If an offset is too big for the ImmOffset field we should split the offset and store the part in ImmOffset and part in soffset.

If the part in soffset is less than 64, then you save a move instruction since you can encode inline immediates up to 64 in the soffset field, and for cases when the part in soffset is greater than 64 up to 2^16, you can use an s_movk instruction to copy the immediate into register, saving 4 bytes of code size.

nhaehnle updated this revision to Diff 50941.Mar 17 2016, 8:50 AM

Use isSchedulingBoundary instead of implicit-use of EXEC, which gets rid of
the target-independent modifications.

This is indeed more conservative, as you can tell from the change in
si-scheduler.ll: previously, the later scheduling passes managed to move the
initial s_wqm_b64 after the s_load_dwordx4 & x8, i.e. we lose slightly in
latency hiding.

The impact should be small, and it does make sense to land a more conservative
and robust patch initially.

nhaehnle updated this revision to Diff 50942.Mar 17 2016, 9:15 AM

Refine the constant handling for some boundary cases. Note that the S_MOV_B32
automatically becomes an s_movk_i32 when possible - I've also added a test
case for that.

lib/Target/AMDGPU/AMDGPUISelDAGToDAG.cpp
1136–1142

When the immediate is greater than 4095 + 64, if you put the overflow in ImmOffset, then when you have sequential loads they can all read the non-overflow part from the same SGPR, which would save instructions.

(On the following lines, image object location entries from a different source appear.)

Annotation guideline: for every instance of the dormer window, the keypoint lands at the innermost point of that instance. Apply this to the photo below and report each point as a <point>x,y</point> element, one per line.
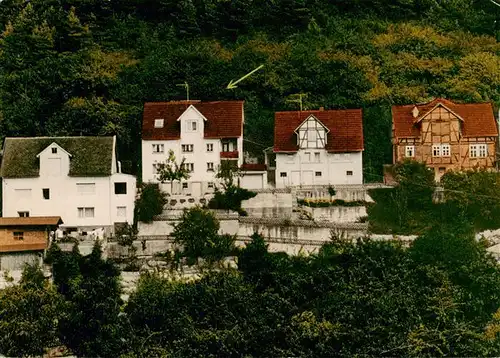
<point>159,123</point>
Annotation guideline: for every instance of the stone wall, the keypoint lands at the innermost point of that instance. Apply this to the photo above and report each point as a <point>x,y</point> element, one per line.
<point>270,203</point>
<point>340,214</point>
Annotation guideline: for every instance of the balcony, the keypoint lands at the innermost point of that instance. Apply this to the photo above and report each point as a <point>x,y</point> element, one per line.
<point>229,155</point>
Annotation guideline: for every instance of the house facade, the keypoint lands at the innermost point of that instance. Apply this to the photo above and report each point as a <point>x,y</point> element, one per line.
<point>24,240</point>
<point>77,178</point>
<point>318,147</point>
<point>202,133</point>
<point>445,135</point>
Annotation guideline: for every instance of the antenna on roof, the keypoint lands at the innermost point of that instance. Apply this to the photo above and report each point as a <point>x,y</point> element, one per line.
<point>185,84</point>
<point>298,100</point>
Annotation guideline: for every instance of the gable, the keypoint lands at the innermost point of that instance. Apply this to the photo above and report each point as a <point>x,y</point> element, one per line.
<point>222,119</point>
<point>90,156</point>
<point>477,119</point>
<point>311,133</point>
<point>345,129</point>
<point>49,149</point>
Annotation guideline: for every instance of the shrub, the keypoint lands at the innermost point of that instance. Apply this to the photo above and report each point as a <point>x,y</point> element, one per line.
<point>230,199</point>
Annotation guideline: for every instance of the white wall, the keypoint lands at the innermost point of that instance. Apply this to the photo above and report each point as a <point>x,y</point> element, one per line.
<point>197,183</point>
<point>254,180</point>
<point>65,198</point>
<point>301,168</point>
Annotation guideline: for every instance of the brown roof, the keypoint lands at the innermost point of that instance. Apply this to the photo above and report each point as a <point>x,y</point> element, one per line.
<point>21,246</point>
<point>31,221</point>
<point>345,135</point>
<point>478,118</point>
<point>224,119</point>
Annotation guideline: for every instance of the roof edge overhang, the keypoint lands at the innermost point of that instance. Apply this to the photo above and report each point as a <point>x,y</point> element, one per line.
<point>51,144</point>
<point>418,120</point>
<point>197,111</point>
<point>307,118</point>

nhaehnle updated this revision to Diff 50981.Mar 17 2016, 3:26 PM

I like that idea. Here's an updated patch, including a test to verify that
the soffset constant really is re-used.

tstellarAMD accepted this revision.Mar 18 2016, 8:28 AM
tstellarAMD edited edge metadata.

LGTM.

This revision is now accepted and ready to land.Mar 18 2016, 8:28 AM
This revision was automatically updated to reflect the committed changes.